Das Testcenter – Planung und Gestaltung

Ich habe schon mehrere Artikel über das Testen und die Testmethoden für die Entwicklung von Komponenten im Antriebsstrang in PKW Anwendungen hier veröffentlicht. In diesem Artikel möchte ich mehr über die Anforderungen an das Testcenter, d.h. das Gebäude und die notwendige Infrastruktur für den Prüfstandsbetrieb eingehen.

Der technische Aufwand für das Testcenter hängt natürlich von sehr vielen Faktoren ab. Wesentliche Faktoren sind Komplexität der eingesetzten Prüfeinrichtungen, aber auch von der Größe und die Art der Prüfstände. Das kann mit der Prüfung von einzelnen Getriebekomponenten beginnen und beim Einbringen eines gesamten Fahrzeuges in die Prüfzelle enden. Natürlich darf auch der Platzbedarf der etwaigen Nebenaggregate wie z.B. Fahrtwindkühlung, Temperaturkonditionierung für diverse Betriebsstoffe aber auch der Bedarf der zusätzlichen Messtechnik und Steuerungen nicht vergessen werden. Es kann auch der Fall eintreten, dass zusätzliche Aktuatoren zum Bedienen mechanischer Systeme aufgestellt werden müssen.
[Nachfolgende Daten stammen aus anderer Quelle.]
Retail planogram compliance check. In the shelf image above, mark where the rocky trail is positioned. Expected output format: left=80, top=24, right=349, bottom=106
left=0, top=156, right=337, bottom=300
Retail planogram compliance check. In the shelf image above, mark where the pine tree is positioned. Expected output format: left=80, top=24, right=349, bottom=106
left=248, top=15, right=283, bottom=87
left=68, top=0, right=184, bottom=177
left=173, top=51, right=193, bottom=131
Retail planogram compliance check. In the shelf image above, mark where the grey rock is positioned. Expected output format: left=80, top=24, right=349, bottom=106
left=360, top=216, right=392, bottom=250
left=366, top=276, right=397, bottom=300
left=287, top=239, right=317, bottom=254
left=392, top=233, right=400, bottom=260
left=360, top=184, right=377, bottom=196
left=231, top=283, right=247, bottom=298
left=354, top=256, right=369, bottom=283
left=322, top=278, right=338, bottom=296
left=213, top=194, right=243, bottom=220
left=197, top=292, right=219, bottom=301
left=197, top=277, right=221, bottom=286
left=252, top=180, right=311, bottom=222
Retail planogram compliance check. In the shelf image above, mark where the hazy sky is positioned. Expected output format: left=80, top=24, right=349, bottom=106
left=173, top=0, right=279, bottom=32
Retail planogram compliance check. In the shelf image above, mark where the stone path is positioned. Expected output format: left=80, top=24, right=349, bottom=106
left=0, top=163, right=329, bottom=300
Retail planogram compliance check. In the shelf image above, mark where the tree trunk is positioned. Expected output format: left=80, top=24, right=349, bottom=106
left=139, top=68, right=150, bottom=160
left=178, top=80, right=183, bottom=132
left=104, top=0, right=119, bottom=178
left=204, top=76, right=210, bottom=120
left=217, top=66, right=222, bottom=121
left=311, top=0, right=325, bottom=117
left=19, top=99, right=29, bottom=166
Eines möchte ich hier gleich vorwegnehmen, je multifunktionaler, d.h. für unterschiedlichste Aufbaukonfigurationen der Prüfstand verwendbar ist, umso aufwändiger und zeitintensiver sind die Umbauten und Inbetriebnahmen von einem Projekt zum anderen. Hier ist vor allem das Rüsten gemeint, da meist alles in der Prüfzelle umgebaut, sprich umgestellt und neu eingestellt werden muss.
Ein Zulieferer, ein TIER1 der viele Kunden bedienen muss ist mehr oder weniger gezwungen die Variante eines multifunktionalen Prüfstandes zu wählen. Ein OEM der seine Standard Antriebstränge prüft kann sich mehr oder weniger auf eine Fahrzeug-Plattform konzentrieren und passt nur wenige geometrische Einstellungen, wie z.B. den Achsabstand, an. Natürlich kommen noch viele andere Faktoren hinzu, aber dieses Beispiel bringt den Unterschied schnell auf den Punkt.
Dieser Unterschied ist jemanden der mit der Thematik nicht so vertraut ist oft schwierig zu erklären, vor allem dann wenn die Technik und die Finanz über das Thema Kostenoptimierungen und Prüfstands – Stehzeiten diskutieren.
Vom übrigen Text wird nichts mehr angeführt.